In this nod to temporality, much of what we see in the film retains its time code stamp running over the footage. The narrative is fairly linear, moving through the years of the early 90s. At some point as young Vlado goes through puberty, the tone shifts and we move into darker territory. People are starting to die — both at home and on the boat, the majority of these deaths distinctly not by “natural causes”. The subtlety in the way this is presented and handled is quite striking, because finally we must face the fact that the people that have now been marinating in a cramped tin can in the middle of a canal in a foreign city for years, are starting to experience isolation, entrapment, a kind of panicked claustrophobia, disconnected to home and the brutal war which they are able to view only on a small television screen. Seeds of dissent and revolt, restlessness, deep depression, and fatal drug addictions among the young men start to spread throughout the boat’s population.

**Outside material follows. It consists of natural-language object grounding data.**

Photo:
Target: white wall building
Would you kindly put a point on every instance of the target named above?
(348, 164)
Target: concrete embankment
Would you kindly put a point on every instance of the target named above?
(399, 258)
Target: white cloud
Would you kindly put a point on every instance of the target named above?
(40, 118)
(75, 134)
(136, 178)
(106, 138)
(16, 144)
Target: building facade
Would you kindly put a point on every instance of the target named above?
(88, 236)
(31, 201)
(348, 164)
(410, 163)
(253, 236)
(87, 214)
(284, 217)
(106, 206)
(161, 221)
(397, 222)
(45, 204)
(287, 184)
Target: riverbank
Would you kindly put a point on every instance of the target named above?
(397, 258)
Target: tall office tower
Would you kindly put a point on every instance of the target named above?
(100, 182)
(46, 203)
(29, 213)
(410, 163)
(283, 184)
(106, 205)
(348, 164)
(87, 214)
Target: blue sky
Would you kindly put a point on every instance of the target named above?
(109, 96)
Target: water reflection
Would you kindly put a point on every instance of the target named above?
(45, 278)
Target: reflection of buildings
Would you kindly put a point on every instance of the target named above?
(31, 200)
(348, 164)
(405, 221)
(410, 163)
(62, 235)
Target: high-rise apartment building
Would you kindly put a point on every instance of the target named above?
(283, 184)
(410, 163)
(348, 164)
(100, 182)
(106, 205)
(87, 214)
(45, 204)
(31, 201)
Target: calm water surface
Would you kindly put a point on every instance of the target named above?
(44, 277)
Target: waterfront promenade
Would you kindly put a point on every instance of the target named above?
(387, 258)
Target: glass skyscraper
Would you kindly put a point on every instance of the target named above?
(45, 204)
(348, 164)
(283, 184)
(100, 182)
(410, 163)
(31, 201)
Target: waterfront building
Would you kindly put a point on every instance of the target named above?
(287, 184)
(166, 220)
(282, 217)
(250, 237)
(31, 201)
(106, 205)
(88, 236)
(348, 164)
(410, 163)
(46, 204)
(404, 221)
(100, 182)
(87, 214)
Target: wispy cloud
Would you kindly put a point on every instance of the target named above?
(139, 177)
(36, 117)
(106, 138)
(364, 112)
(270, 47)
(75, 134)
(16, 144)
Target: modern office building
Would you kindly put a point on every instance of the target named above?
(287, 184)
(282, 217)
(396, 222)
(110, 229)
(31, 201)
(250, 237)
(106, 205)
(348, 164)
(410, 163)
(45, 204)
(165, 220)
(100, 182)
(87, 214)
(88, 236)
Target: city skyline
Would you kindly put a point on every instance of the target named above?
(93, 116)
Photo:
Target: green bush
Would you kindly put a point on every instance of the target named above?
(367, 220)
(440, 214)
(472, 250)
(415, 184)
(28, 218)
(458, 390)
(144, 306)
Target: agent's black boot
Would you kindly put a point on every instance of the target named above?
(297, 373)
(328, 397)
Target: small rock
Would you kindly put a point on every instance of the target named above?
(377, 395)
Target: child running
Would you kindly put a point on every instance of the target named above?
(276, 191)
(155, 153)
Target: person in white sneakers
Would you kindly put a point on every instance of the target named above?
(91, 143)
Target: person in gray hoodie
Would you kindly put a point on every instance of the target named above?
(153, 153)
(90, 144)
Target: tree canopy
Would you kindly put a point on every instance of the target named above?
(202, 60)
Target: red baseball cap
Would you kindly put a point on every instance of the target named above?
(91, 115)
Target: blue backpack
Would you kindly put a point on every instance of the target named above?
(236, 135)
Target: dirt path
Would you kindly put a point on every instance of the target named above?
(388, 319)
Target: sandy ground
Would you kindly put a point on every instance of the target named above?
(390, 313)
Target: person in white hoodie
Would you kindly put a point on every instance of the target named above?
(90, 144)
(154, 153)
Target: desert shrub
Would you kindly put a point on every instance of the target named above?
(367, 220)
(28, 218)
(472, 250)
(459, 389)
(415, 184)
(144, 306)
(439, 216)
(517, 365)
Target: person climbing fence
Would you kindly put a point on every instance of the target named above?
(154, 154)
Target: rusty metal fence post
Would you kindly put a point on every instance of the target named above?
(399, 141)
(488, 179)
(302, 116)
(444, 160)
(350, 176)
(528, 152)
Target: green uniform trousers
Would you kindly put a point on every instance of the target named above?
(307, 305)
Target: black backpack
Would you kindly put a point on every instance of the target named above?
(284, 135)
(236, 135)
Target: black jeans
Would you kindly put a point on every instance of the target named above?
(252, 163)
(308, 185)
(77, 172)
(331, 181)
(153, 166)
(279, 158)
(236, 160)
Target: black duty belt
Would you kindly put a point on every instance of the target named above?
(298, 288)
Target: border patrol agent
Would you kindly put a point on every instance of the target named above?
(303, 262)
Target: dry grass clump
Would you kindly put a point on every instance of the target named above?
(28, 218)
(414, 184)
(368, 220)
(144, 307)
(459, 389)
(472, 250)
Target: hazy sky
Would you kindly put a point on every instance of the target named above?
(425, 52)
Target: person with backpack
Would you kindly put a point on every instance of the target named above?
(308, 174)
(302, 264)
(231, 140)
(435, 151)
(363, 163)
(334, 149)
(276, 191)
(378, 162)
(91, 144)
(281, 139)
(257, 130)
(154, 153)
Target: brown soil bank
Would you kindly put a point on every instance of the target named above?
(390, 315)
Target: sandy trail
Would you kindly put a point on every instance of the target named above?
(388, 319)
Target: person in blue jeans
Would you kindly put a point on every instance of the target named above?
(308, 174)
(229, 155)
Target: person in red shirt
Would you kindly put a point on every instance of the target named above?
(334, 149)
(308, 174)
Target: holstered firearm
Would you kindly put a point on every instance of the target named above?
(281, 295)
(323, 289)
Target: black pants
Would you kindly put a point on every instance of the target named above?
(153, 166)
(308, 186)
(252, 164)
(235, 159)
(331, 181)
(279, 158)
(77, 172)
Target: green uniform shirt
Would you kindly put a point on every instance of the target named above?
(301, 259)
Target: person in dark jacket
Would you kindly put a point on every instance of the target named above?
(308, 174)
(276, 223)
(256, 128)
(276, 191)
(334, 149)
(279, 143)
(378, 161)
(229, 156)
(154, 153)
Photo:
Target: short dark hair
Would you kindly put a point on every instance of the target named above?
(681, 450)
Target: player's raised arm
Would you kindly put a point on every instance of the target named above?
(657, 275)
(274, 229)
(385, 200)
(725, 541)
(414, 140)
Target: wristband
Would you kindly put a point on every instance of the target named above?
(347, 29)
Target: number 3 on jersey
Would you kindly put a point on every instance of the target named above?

“This has the power to allow people who have never experienced anything like this to be able to relate emotionally,” adds Tomić. “However complex the structure might be, it’s a simple story. There’s also this nostalgia that stems from the VHS material and this time of the 90s that is now, somehow, becoming something obsessive for many. It’s also a time period where everyone started making home video. The war in Yugoslavia was the first war that was documented in this way by the people during wartime who were experiencing it. Instead of being shot on mobile phones, it was VHS. And because I speak of my grandparents and the Second World War, including scenes from Branko Bauer’s 1978 fiction film Bosko Buha about the young, martyred Yugoslav Partisan, in that, as well, there lies nostalgia for another generation of ex-Yugos. When I showed this material to Srdan, he really understood from the way the letters were “written” on the VHS, that the film should look like one of these old Bosnian homemade tapes. It felt so true.”

In his film filled with words that signify a whole universe, Tomić pulls us into the deep end of the pool, the murky depths where we teeter on the edge of the real and the imagined. This liminal plane becomes more open and malleable, and can be repurposed depending on ever-shifting contexts and states of mind. The visual aspects lend a surface tangibility that wouldn’t necessarily contain such an emotional heft, perhaps, if they weren’t accompanied by this untethered voice acting out its own internalised passion play. But even as this narrator articulates interior events exceedingly well, his utterances are also somehow less than reliable. Herein lies the totality of possible views taken from the various points of entry and departure that reside in our own unconscious minds as viewers, as well as that of the director’s. As a result, meanings change, multiply, fragment, and diversify into many refractions of a long-ago event, embedded in the memory, and perpetually living outside the confines of time.